The San Jose Mercury News reports that since 2010, Google has purchased nearly 200 small companies — at a rate of more than one deal every week.

Last year, Google, Facebook, Twitter and Cisco Systems were among the nation's top five purchasers of privately held tech firms, typically startups.

The newspaper cites data that show overall, Bay Area businesses closed 329 such deals last year, far more than any other region.

Analysts tell the Mercury News these investments signal a fundamental change in Silicon Valley's culture of innovation. Facing intense competition, companies are supplementing research and development efforts by simply purchasing a potential rival that's already started or completed the work.

NORTHERN CALIF. BEACHGOERS WARNED OF SNEAKER WAVES: SAN FRANCISCO (AP) — Forecasters are warning beachgoers along the Northern California coast to be careful of sneaker waves, large surf and strong currents.

The National Weather Service has issued a beach hazards statement through Tuesday afternoon for Sonoma County through southern Monterey County. Beach warnings were also issued further north around Fort Bragg in Mendocino County and Crescent City in Del Norte County.
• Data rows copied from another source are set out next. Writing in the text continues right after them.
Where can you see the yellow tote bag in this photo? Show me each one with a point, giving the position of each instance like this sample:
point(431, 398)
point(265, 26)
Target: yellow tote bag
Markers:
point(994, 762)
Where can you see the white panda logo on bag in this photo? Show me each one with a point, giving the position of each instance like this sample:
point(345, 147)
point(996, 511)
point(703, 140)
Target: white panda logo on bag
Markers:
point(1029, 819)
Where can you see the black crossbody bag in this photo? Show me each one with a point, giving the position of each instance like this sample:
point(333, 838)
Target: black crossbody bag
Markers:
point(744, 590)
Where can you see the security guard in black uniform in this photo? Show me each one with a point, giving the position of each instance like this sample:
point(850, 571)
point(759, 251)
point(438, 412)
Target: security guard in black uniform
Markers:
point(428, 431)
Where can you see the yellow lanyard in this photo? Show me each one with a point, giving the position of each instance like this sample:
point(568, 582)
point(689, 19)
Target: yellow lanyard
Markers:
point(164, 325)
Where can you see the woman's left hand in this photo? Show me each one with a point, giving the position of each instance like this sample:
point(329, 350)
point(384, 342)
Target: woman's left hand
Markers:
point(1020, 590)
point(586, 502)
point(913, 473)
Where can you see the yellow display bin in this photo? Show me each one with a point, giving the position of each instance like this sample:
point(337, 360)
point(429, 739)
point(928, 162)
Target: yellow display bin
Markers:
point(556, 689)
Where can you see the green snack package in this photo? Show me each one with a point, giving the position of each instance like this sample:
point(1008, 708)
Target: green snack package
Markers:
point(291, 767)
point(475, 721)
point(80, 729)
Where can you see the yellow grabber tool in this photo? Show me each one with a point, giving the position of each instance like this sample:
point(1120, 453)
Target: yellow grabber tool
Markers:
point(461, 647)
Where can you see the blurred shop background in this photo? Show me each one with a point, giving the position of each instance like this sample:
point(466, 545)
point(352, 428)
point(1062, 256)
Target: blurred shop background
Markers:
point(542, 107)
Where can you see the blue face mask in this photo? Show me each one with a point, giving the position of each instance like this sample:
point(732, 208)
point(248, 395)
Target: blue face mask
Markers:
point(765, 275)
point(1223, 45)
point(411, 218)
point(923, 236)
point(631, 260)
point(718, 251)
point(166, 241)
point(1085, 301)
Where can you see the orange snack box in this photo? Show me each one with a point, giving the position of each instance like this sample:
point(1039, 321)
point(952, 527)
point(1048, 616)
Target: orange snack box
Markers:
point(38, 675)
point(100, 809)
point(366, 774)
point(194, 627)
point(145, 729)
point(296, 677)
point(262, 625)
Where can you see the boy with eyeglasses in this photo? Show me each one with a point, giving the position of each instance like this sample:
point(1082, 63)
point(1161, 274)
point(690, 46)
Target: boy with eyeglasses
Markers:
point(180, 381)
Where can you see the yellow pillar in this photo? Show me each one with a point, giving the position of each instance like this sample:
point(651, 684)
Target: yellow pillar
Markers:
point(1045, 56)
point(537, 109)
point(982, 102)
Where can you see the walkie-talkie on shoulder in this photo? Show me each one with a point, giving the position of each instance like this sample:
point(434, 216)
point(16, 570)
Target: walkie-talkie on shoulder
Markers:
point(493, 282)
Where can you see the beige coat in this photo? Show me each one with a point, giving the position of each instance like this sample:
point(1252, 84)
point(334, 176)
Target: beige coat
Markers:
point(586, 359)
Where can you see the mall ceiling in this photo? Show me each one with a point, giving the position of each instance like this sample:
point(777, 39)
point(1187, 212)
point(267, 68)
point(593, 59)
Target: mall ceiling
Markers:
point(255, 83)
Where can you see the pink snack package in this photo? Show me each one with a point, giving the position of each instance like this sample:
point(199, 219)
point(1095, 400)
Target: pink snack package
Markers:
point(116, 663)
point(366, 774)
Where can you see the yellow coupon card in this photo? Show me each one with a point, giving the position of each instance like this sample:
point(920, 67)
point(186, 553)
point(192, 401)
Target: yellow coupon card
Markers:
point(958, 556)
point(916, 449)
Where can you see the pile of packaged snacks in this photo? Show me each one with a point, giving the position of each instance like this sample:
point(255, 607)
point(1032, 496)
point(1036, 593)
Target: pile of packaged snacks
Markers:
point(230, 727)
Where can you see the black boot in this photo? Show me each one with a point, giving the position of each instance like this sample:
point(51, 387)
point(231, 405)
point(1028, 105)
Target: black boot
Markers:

Beachgoers are advised to always keep their eyes on the ocean. Fishermen are being told not to fish from rocks and jetties.

BUS DRIVERS TESTIFY BEFORE FACT-FINDING PANEL: OAKLAND  (AP) — Drivers for a major San Francisco Bay area bus system told a state advisory board that they are threatening to strike because of violence on buses and a proposal that would have them pay some of their medical insurance premiums.

The Contra Costa Times reports that drivers for the Alameda-Contra Costa Transit District testified Monday before the 3-member panel created by Gov. Jerry Brown to help him decide whether to extend a strike ban by 60 days.

Brown banned the strike last week for 7 days so he could determine whether a longer cooling off period was warranted.

AC Transit management joined by advocates for the poor testified that a strike would cause serious problems Alameda and Contra Costa county riders, who make 181,000 trips a day.

NO ENDANGERED SPECIES STATUS FOR ASHY STORM PETREL: SAN FVRANCISCO. (AP) — Federal biologists have turned down Endangered Species Act protection for the ashy storm-petrel, a sea bird that breeds on islands off the California coast.

The U.S. Fish and Wildlife Service said Monday that the bird is going through natural population fluctuations, but is not in a long-term decline.

The agency says a review of the scientific information shows that the bird's range remains the same, and predation by burrowing owls and gulls at a major breeding site on Southeast Farallon Island is not causing a long-term problem.

The review was prompted by a lawsuit from the conservation group Center for Biological Diversity, which challenged a 2009 finding that protection was not warranted.